Sadık Türkmen = Rablerinden korkup sakınanlar da, zümreler halinde/bölük bölük cennete sevkedilirler! Sonunda oraya geldikleri zaman ve kapılar açıldığında cennetin bekçileri onlara: “Size selâm olsun! Tertemizsiniz! Haydi (hiç ölmeden) sonsuz kalıcılar olarak oraya girin!” derler.
Seyyid Kutub = Rabb'lerine karşı gelmekten sakınanlar, bölük bölük cennete götürülürler. Oraya varıp kapılar açıldığında, bekçileri onlara, «Selâm size, hoş geldiniz! Temelli olarak buraya girin» derler.
Suat Yıldırım = Rab’lerine karşı gelmekten sakınanlar ise bölük bölük cennete sevkolunurlar. Nihayet oraya varıp da kapıları açılınca cennet bekçileri "Selâm olsun sizlere, ne mutlu size! Haydi, ebediyyen kalmak üzere, giriniz oraya!" derler.
Süleyman Ateş = Rablerinin (azâbından) korunanlar da bölük bölük cennete sevk edilmişlerdir. Kapıları daha önce açılmış bulunan cennete vardıklarında onun bekçileri onlara: "Selâm size,(ne) hoşsunuz, ebedi kalmak üzere buraya girin!" demişlerdir.
Tefhim-ul Kuran = Rablerinden korkup sakınanlar da, cennete bölük bölük sevkedildiler. Sonunda oraya geldikleri zaman, onun kapıları açıldı ve onlara (cennetin) bekçileri dedi ki: «Selam üzerinizde olsun, hoş ve temiz geldiniz. Ebedi kalıcılar olarak ona girin.»
Ümit Şimşek = Rablerine karşı gelmekten sakınanlar da bölük bölük Cennete sevk edilirler.
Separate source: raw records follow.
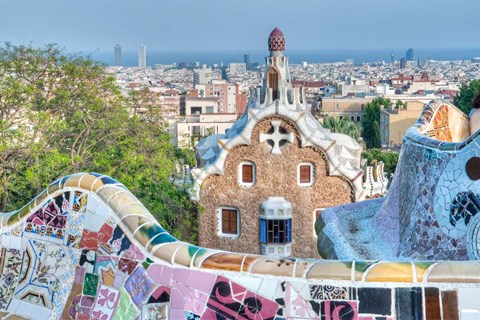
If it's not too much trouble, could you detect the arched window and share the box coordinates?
[217,207,240,239]
[297,162,315,187]
[238,161,256,187]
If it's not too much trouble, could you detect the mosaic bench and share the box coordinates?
[0,173,480,320]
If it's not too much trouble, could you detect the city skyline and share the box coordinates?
[0,0,480,53]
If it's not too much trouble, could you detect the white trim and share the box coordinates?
[297,162,315,187]
[237,161,257,188]
[217,206,240,239]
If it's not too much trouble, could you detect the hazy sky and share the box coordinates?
[0,0,480,52]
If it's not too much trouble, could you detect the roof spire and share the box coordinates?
[268,28,285,52]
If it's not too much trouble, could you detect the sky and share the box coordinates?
[0,0,480,53]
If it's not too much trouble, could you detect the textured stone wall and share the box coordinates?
[199,117,353,257]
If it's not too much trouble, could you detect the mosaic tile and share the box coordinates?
[441,290,459,320]
[320,301,358,320]
[125,267,154,308]
[395,287,423,320]
[357,288,392,315]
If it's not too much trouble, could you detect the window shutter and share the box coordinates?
[229,210,237,233]
[286,219,292,242]
[260,219,267,243]
[242,164,253,183]
[222,209,238,234]
[300,165,312,183]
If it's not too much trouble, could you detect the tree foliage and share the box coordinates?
[362,97,391,149]
[362,148,399,174]
[323,116,361,140]
[0,43,197,242]
[453,79,480,114]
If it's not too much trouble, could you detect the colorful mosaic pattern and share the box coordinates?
[0,174,480,320]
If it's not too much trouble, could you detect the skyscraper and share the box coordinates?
[405,48,413,61]
[115,43,122,67]
[138,44,147,67]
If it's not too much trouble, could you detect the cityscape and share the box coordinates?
[106,44,480,149]
[0,0,480,320]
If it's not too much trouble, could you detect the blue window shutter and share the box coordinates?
[287,219,292,242]
[260,219,267,243]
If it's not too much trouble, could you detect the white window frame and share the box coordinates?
[312,208,326,238]
[297,162,315,187]
[217,206,240,239]
[238,161,257,188]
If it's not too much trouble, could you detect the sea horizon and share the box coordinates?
[83,47,480,67]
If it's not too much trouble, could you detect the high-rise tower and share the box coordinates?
[115,43,122,67]
[138,44,147,68]
[405,48,413,61]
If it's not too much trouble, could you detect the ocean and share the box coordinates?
[90,47,480,67]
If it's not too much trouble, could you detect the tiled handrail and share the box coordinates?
[404,100,480,151]
[0,173,480,286]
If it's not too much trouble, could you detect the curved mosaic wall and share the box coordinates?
[0,173,480,320]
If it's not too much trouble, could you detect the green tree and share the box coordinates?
[0,44,197,242]
[453,79,480,114]
[362,148,399,174]
[322,116,361,140]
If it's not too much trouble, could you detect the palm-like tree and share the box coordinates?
[323,116,361,140]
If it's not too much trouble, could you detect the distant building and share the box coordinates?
[115,44,122,67]
[243,54,250,69]
[405,48,414,61]
[321,96,375,122]
[195,80,247,114]
[193,64,212,85]
[172,113,237,148]
[380,101,425,148]
[138,44,147,68]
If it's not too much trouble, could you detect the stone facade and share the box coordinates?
[191,29,376,258]
[199,116,354,258]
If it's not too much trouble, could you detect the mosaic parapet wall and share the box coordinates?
[0,173,480,320]
[317,101,480,260]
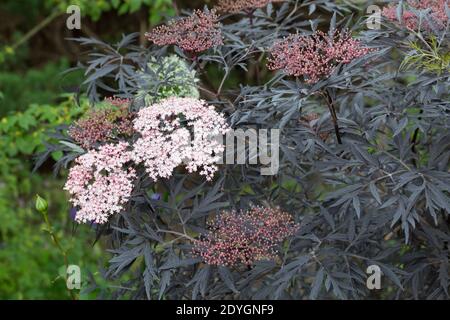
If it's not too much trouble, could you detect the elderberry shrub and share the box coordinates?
[41,0,450,299]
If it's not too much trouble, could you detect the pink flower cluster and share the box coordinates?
[215,0,285,13]
[193,207,299,266]
[132,97,228,181]
[383,0,450,30]
[299,112,330,141]
[64,142,135,223]
[267,31,371,84]
[68,98,133,149]
[145,10,222,53]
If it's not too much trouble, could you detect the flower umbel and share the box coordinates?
[193,207,299,266]
[145,10,222,53]
[64,142,135,223]
[267,31,371,84]
[215,0,285,13]
[132,97,228,181]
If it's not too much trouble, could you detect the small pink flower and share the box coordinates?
[267,31,371,84]
[193,207,299,266]
[145,10,222,53]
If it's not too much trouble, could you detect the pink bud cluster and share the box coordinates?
[68,98,133,149]
[193,207,299,266]
[145,10,223,53]
[64,142,136,223]
[383,0,450,30]
[299,112,330,141]
[267,31,371,84]
[133,97,229,181]
[215,0,285,13]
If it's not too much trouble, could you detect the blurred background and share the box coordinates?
[0,0,208,299]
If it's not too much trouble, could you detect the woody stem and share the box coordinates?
[323,90,342,144]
Oraya vardıklarında Cennetin kapıları açılır ve bekçileri 'Size selâm olsun,' derler. 'Tertemiz geldiniz. Oraya ebediyen kalmak üzere girin.'
Yaşar Nuri Öztürk = Rablerinden korkanlar da bölükler halinde cennete sevk edilirler. Oraya geldiklerinde, cennet kapıları da kendilerine açıldığında, oranın bekçileri onlara şöyle derler: "Selam size! Tertemizsiniz. Hadi girin şuraya, sürekli kalıcılar olarak!"
İskender Ali Mihr = Rab’lerine karşı takva sahibi olanlar (cehennemi gördükten sonra) zümre zümre cennete sevkedilirler. Oraya (cennete) geldikleri zaman onun (cennetin) kapıları açılır. Ve onun (cennetin) bekçileri, onlara: "Selâmun aleykum, siz temize çıktınız (aklandınız) ve öyleyse ebedi olarak ona (cennete) girin" derler.
İlyas Yorulmaz = Rablerinden sakınıp korunanlar, guruplar halinde cennete götürüldükleri zaman ve açılmış cennetin kapılarına geldiklerinde, cennetin görevlileri onlara “Allah’ın selamı üzerinize olsun, iyi ve hoş geldiniz, sürekli kalmak üzere içeri girin” derler.